The New York Times is reporting that Governor Pat McCrory plans to veto bills passed by his fellow Republicans in the General Assembly.
WILMINGTON, NC (WECT) – For the first time in modern history, Republicans are in control of the North Carolina legislature and the governor's mansion, but that doesn't mean they always agree.
The New York Times is reporting that Gov. Pat McCrory plans to veto bills passed by his fellow Republicans in the General Assembly. The article doesn't indicate which pieces of legislation he'll send back to lawmakers.
The governor made national news earlier this week when he signed a voter ID law that does away with same-day registration and reduces early voting.
He signed the bill in private instead of holding a ceremony like he usually does. It's an example of how governors and legislators of the same party sometimes have different priorities.
Senator Thom Goolsby says he doesn't know if McCrory will refuse to sign any bills.
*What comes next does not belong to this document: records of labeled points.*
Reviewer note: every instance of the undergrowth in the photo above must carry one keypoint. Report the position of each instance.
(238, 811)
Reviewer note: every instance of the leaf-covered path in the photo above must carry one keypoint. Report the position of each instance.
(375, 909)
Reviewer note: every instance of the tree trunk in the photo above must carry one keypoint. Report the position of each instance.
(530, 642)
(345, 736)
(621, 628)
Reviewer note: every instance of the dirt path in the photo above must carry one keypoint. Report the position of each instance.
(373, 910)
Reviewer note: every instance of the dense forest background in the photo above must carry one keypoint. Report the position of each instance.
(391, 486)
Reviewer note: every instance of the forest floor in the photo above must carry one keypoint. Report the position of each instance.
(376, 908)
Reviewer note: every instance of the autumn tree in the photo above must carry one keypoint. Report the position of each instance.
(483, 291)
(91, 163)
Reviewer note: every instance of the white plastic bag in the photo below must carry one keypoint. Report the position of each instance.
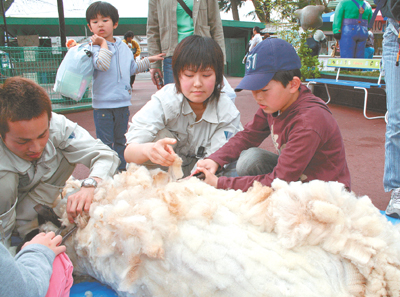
(75, 72)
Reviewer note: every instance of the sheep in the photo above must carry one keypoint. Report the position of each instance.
(148, 235)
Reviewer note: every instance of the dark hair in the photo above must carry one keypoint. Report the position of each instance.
(286, 76)
(129, 34)
(199, 53)
(21, 99)
(102, 8)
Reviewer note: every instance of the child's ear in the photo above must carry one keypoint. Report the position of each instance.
(295, 84)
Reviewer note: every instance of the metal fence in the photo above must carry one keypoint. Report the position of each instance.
(40, 64)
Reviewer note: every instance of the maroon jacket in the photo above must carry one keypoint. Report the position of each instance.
(308, 140)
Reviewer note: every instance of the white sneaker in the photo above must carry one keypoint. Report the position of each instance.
(393, 208)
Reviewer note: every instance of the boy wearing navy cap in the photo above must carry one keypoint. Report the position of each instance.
(306, 136)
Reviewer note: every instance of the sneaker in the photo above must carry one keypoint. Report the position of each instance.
(393, 209)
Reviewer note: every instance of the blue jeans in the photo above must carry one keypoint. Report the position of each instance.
(256, 161)
(369, 52)
(111, 126)
(391, 177)
(167, 69)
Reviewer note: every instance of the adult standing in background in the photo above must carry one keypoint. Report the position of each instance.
(168, 22)
(314, 42)
(134, 46)
(256, 38)
(391, 176)
(369, 46)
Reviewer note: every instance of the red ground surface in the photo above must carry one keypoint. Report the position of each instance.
(364, 139)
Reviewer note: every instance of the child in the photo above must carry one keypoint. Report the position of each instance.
(191, 118)
(304, 132)
(41, 266)
(134, 46)
(114, 64)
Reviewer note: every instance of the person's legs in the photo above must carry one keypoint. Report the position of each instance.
(133, 79)
(167, 69)
(256, 161)
(121, 116)
(347, 42)
(104, 123)
(391, 177)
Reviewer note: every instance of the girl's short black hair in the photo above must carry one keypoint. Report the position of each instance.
(199, 53)
(102, 8)
(21, 99)
(286, 76)
(129, 34)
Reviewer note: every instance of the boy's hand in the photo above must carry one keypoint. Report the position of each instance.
(162, 153)
(79, 202)
(98, 40)
(153, 72)
(49, 240)
(209, 165)
(210, 178)
(158, 57)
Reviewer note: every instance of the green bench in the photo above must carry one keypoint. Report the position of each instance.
(363, 64)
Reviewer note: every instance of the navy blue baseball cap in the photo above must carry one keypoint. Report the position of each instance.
(268, 57)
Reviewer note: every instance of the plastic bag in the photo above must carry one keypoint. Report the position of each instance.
(75, 72)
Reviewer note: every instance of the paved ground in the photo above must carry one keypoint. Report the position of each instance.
(364, 139)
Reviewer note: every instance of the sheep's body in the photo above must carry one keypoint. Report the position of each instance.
(150, 237)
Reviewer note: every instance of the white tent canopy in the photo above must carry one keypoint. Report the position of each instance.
(77, 9)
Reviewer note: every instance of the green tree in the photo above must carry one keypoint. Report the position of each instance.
(310, 65)
(234, 5)
(6, 4)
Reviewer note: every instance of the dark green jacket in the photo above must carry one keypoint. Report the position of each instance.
(391, 9)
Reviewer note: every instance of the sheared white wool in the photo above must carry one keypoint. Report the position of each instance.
(150, 236)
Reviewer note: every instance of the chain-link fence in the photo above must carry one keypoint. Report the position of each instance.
(40, 64)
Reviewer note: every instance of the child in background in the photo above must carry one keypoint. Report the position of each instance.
(191, 118)
(134, 46)
(303, 130)
(114, 64)
(41, 266)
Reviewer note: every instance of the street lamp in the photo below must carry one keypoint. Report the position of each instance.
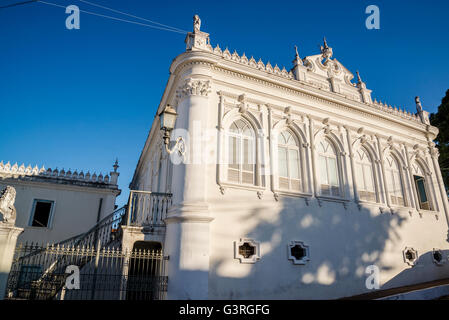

Goolsby said there are a number of technical reasons why McCrory might veto legislation.
He said the relationship between the General Assembly and the governor is strong.
"I never saw the inside of the governor's mansion when Beverly Perdue was governor," Goolsby said. "It was a place where I was never invited to. (In) the meetings (during the McCrory administration) I've been to, there have been Republicans and Democrats there. I don't know that a Republican every darkened the door when Beverly Perdue was there."
The governor has until August 25 to take action on the bills. If he doesn't sign them, they automatically become law.